For-Profit Firm On the Ropes

Tesseract can't even afford postage.

By Barbara Miner

A company that for years was the leader in for-profit education is in the midst of a corporate and educational meltdown.

Tesseract Group Inc., formerly known as Education Alternatives Inc. (EAI), is millions in debt, has laid off much of its staff, has fired and then re-hired its former CEO, has been kicked off the Nasdaq stock market, and is up for sale to anyone interested. And those are just some of its problems.

In the mid 1990s, EAI was the darling of the education privatization movement, and it won several high-profile contracts to run public schools in Baltimore and Hartford. It promised it could run the public schools for the same amount of money, improve achievement – and make a profit. It failed on all three counts.

After being kicked out of Baltimore and Hartford, CT, EAI changed its name to Tesseract and moved its headquarters to Arizona. Thereit took advantage of the state’s lax charter schools law and opened up 13 charter schools in the Phoenix area, along with private schools and private preschools.

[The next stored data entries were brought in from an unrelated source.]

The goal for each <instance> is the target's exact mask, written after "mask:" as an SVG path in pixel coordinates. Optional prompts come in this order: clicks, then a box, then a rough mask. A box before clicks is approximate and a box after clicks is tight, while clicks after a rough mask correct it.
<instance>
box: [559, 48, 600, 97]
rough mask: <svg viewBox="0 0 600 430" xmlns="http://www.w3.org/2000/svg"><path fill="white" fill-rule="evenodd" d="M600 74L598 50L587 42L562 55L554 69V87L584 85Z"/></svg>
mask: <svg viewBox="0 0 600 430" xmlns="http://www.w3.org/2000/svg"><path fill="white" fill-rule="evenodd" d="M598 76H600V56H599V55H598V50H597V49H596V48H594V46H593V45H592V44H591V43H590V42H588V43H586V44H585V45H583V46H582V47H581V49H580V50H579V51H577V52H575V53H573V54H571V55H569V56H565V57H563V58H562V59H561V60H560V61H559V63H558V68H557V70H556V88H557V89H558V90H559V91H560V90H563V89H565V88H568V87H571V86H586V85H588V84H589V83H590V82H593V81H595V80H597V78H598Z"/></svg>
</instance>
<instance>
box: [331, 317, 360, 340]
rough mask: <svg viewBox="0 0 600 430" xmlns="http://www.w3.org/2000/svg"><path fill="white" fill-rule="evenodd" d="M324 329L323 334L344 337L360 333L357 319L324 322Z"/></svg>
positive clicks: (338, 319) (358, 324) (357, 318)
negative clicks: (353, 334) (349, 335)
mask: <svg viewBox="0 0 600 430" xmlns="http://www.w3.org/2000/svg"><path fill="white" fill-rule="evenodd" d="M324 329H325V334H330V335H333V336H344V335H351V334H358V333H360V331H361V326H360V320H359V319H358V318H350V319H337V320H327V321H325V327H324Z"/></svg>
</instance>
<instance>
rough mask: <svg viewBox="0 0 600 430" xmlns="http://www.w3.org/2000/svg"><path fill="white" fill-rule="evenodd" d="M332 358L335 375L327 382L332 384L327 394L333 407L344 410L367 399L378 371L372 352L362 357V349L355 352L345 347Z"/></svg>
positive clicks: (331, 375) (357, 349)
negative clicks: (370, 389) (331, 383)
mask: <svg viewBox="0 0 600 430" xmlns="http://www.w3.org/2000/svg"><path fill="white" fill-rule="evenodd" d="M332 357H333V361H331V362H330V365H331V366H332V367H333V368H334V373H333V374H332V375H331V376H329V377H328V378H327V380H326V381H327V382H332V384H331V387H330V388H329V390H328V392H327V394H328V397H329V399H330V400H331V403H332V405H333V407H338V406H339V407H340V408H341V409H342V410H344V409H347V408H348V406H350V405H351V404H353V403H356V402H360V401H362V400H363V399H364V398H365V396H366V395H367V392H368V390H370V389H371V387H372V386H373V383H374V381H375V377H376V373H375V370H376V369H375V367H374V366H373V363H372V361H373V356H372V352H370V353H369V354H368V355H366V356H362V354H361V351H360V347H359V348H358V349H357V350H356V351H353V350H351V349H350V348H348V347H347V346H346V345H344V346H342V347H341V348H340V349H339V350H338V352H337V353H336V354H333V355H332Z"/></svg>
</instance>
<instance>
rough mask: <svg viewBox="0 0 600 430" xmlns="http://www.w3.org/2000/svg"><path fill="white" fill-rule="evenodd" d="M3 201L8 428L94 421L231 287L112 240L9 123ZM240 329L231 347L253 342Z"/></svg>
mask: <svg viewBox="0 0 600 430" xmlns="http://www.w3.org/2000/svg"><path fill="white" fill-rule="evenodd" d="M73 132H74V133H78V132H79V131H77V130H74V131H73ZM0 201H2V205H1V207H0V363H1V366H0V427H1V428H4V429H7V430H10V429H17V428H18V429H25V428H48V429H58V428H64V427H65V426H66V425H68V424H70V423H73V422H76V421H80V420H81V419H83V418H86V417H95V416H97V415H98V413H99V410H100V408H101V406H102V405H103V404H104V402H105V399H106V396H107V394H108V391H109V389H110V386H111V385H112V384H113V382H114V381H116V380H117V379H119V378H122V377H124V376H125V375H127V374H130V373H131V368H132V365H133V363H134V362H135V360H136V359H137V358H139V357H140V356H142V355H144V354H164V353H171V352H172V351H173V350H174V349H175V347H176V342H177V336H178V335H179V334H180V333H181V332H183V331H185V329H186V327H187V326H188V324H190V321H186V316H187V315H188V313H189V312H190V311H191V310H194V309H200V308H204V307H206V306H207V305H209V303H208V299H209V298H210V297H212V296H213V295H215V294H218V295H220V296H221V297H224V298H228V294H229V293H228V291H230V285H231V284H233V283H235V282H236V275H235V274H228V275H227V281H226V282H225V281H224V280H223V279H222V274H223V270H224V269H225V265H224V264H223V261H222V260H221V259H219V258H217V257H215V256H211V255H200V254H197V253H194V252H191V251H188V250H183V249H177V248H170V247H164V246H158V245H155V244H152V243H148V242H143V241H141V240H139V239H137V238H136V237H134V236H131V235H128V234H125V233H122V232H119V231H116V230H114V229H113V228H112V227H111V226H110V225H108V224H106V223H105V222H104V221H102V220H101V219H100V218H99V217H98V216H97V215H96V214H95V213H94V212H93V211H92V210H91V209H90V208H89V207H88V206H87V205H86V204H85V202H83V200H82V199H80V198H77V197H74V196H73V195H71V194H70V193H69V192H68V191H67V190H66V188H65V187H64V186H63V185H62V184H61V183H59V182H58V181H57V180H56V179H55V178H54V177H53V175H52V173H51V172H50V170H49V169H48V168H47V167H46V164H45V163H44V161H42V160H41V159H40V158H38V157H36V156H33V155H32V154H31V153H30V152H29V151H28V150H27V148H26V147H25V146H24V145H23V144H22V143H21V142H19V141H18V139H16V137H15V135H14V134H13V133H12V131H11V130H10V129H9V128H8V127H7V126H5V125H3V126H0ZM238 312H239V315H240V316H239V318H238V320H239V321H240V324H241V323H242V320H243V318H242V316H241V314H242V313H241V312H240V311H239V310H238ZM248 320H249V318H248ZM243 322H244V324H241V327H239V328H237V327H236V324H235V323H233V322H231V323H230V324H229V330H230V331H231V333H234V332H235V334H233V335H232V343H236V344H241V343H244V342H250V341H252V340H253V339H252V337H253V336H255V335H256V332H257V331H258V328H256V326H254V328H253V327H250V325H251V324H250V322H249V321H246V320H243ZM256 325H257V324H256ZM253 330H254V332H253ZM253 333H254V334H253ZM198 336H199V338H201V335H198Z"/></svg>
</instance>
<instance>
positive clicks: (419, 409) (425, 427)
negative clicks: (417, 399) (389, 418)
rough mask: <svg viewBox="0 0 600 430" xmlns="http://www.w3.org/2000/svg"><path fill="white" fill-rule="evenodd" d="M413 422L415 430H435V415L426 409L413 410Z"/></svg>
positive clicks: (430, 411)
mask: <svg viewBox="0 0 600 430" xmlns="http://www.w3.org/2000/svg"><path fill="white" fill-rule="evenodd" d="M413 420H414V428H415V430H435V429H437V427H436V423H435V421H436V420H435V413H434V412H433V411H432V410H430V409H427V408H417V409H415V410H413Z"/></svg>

Originally, the company focused on taking over public schools in low-income urban areas, arguing that the problems in inner-city schools rested in mismanagement, not lack of resources. In recent years, the company zeroed in on more lucrative markets.

These days, Tesseract “prides itself on rigorous courses described as ‘Harvard for children’ and attracts the sons and daughters of major sports stars from the Phoenix Suns and Arizona Diamondbacks,” according to the Arizona Republic.

But even catering to the rich has not solved the company’s woes. Parents at the company’s Ahwautukee campus in the Phoenix area said that despite $8,000-a-year tuition, money has been so tight that “the school couldn’t afford the postage to mail report cards home,” the Arizona Republic reported.

The company’s stock, which reached a peak of $48.75 several years ago, is now worth pennies.

Not to worry about Tesseract executives, however. As is true with other for-profit education companies, top executives insulated themselves from the company’s financial miseries. Tesseract founder John Golle, for example, made a net gain of roughly $1.75 million in two months alone in the fall of 1993, cashing in stock options while the stock was still relatively high. That was on top of Golle’s $181,170 in salary and bonus that year.

The company’s current plight is a far cry from 1993 when Michael Moe, an analyst with a brokerage company, touting EAI stock, extolled the virtues of for-profit education. “A lot of very smart business people have decided that EAI could be a big company in a hurry,” Moe told Rethinking Schools.

Perhaps those “very smart business people” weren’t so smart after all.